И он еще заснул потом, спиной к ней повернувшись…
Она заставила себя быть счастливой все три дня. А в последний, перед самым маменькиным возвращением, решилась задать вопрос, который немного беспокоил…
— Про свадьбу? — Лихослав гладил шею…
…и ногти его были длинными, острыми. Евдокия перехватила руку, заставила раскрыть пальцы, и когти эти разглядывала.
— Про свадьбу… тут и выяснилось, что жениться на мне он и не собирался. Кто я такая? Купеческая дочь… и ладно бы, ежели бы за мной приданое хорошее давали… так ведь нет, маменька не в гильдии… и состояние у нее — он узнавал — не так уж велико. То ли дело дочка мэра…
…горечь и вправду ушла.
— Она и красивая… я же так, сама в руки шла… он сказал…

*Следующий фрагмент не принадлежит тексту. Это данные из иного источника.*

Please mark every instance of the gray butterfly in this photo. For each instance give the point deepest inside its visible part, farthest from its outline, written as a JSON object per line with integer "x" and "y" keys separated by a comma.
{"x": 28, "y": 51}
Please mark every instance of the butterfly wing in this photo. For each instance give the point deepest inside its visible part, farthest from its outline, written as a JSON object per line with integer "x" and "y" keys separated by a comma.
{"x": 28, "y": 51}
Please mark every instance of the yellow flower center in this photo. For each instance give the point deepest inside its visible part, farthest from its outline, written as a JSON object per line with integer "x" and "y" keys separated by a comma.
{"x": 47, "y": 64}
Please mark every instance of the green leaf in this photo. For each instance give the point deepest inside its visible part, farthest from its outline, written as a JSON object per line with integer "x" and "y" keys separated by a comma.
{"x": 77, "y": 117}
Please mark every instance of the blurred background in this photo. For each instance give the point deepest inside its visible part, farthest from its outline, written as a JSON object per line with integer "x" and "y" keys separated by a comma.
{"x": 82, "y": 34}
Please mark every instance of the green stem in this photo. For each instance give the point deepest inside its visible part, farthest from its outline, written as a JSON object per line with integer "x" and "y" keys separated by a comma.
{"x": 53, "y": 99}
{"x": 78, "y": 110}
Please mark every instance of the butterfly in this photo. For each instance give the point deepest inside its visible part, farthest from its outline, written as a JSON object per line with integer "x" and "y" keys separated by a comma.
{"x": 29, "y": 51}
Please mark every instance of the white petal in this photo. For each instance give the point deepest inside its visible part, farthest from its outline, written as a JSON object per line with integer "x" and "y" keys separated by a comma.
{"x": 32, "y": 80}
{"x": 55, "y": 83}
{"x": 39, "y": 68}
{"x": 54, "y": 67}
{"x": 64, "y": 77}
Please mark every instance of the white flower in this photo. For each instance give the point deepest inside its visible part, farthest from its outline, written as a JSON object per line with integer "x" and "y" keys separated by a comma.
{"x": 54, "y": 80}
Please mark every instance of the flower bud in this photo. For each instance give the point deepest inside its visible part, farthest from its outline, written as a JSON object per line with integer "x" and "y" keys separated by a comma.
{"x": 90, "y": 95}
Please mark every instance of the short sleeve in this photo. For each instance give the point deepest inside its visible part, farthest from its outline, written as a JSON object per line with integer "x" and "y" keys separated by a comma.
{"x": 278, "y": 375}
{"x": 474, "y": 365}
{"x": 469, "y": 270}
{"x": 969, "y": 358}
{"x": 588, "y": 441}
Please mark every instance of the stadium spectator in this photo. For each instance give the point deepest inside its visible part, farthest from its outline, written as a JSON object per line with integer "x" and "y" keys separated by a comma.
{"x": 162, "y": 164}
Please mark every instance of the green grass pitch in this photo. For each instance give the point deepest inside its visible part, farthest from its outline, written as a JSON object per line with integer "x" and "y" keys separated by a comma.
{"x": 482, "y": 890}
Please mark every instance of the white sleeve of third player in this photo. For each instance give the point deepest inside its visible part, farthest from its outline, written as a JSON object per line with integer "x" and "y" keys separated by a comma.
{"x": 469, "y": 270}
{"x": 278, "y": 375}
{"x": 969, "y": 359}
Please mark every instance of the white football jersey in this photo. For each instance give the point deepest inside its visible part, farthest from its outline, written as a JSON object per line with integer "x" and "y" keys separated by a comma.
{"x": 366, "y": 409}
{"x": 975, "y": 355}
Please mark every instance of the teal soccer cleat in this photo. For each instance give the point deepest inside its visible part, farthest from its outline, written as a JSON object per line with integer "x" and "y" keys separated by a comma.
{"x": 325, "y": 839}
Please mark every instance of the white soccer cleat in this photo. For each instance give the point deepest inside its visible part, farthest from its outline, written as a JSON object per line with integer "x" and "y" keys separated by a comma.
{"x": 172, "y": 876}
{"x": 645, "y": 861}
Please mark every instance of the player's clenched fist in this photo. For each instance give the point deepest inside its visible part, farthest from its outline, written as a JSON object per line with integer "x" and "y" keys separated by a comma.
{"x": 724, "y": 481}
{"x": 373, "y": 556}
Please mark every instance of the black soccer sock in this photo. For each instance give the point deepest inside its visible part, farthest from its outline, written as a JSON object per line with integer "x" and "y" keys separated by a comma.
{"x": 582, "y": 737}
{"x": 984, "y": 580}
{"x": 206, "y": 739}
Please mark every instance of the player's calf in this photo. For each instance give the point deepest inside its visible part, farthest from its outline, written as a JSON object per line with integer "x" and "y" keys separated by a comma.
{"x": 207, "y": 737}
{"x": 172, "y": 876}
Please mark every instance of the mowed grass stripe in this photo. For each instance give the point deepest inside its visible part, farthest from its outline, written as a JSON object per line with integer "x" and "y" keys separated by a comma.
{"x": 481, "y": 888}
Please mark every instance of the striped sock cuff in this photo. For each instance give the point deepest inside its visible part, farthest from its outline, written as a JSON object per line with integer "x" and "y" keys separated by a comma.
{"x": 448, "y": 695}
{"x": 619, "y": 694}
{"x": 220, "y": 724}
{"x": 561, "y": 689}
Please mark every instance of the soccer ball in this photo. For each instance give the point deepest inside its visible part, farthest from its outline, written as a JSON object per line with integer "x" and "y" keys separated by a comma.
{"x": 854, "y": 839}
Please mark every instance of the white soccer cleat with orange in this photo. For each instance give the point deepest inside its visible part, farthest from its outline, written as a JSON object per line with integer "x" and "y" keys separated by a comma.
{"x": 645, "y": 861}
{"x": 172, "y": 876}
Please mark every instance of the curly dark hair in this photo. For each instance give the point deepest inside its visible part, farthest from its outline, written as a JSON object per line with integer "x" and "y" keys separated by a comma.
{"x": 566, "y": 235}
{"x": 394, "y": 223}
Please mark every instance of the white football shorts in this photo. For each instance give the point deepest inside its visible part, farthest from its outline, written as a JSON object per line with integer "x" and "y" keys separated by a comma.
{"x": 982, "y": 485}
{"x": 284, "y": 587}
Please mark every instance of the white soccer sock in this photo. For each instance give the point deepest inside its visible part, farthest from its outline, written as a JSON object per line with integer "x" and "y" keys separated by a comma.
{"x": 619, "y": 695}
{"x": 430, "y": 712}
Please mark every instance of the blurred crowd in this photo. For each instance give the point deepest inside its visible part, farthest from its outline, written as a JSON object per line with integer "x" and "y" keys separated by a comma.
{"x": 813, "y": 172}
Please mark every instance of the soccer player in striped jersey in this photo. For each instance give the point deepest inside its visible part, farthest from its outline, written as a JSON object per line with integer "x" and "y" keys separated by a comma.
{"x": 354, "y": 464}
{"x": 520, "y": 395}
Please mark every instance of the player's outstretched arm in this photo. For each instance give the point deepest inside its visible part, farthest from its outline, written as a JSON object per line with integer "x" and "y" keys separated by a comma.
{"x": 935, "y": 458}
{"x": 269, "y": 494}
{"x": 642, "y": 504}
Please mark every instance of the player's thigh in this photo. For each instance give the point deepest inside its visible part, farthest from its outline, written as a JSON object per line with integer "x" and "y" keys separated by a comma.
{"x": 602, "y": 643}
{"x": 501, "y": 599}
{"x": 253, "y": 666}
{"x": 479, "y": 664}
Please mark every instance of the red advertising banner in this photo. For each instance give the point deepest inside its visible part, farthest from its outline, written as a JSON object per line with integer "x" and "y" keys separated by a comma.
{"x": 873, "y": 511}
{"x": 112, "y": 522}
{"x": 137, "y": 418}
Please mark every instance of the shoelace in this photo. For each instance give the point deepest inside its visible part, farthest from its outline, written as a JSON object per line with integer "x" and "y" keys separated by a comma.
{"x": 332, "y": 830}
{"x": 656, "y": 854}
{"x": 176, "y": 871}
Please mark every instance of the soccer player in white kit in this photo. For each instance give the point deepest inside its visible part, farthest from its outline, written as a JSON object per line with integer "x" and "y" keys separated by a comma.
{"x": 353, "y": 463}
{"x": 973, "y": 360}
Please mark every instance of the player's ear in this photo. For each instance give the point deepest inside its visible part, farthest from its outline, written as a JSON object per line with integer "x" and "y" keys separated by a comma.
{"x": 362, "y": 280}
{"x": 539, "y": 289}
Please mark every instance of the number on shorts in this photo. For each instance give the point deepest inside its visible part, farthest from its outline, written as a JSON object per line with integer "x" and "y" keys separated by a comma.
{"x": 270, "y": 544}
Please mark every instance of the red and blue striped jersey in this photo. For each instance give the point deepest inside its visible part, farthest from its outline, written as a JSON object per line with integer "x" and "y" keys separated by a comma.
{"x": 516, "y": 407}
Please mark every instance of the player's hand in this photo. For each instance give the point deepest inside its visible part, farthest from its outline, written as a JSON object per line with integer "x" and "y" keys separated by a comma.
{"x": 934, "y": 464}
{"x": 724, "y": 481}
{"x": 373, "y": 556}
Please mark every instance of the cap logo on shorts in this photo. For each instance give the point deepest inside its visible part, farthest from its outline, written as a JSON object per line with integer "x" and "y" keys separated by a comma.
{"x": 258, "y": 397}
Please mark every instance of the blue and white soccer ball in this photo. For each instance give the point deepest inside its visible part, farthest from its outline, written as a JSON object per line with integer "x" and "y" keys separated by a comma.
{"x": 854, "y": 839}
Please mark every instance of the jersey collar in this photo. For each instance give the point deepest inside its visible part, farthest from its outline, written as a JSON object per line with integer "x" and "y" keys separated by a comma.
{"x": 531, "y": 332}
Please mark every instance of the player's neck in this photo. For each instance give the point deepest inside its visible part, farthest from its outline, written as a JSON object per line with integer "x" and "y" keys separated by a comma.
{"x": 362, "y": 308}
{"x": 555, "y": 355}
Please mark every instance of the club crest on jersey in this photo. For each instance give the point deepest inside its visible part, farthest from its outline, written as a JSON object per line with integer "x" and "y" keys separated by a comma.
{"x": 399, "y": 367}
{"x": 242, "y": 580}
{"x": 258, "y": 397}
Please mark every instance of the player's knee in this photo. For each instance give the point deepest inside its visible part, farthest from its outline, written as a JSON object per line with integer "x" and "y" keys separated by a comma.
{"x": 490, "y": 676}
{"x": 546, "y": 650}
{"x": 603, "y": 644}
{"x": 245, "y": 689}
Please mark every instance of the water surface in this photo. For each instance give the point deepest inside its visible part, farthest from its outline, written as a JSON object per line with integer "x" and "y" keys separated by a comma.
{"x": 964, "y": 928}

— Ублюдок, — Лихослав прикусил Евдокиину ладонь. Осторожно, царапнув кожу отросшими клыками.
— Пожалуй… я тогда растерялась совсем. А он, наверное, решив, что я скандалить стану, пригрозил. Мол, если вздумаю его ухаживаниям помешать, то ославит меня на весь город… мол, я сама его соблазнила… и выходит, что сама… в дом впустила… в постель.
— И ты молчала?
— Да.
Проклятый месяц, который тянулся дома. И званые вечера, балы… он, такой родной, но далекий, рядом с панночкой Агнешкой… небось, стихи читает.
Держит ее за ручку бережно.
А она, дурочка, млеет. Евдокии же хочется кричать от боли, а… она улыбается. Она умеет улыбаться, когда совсем-совсем горько.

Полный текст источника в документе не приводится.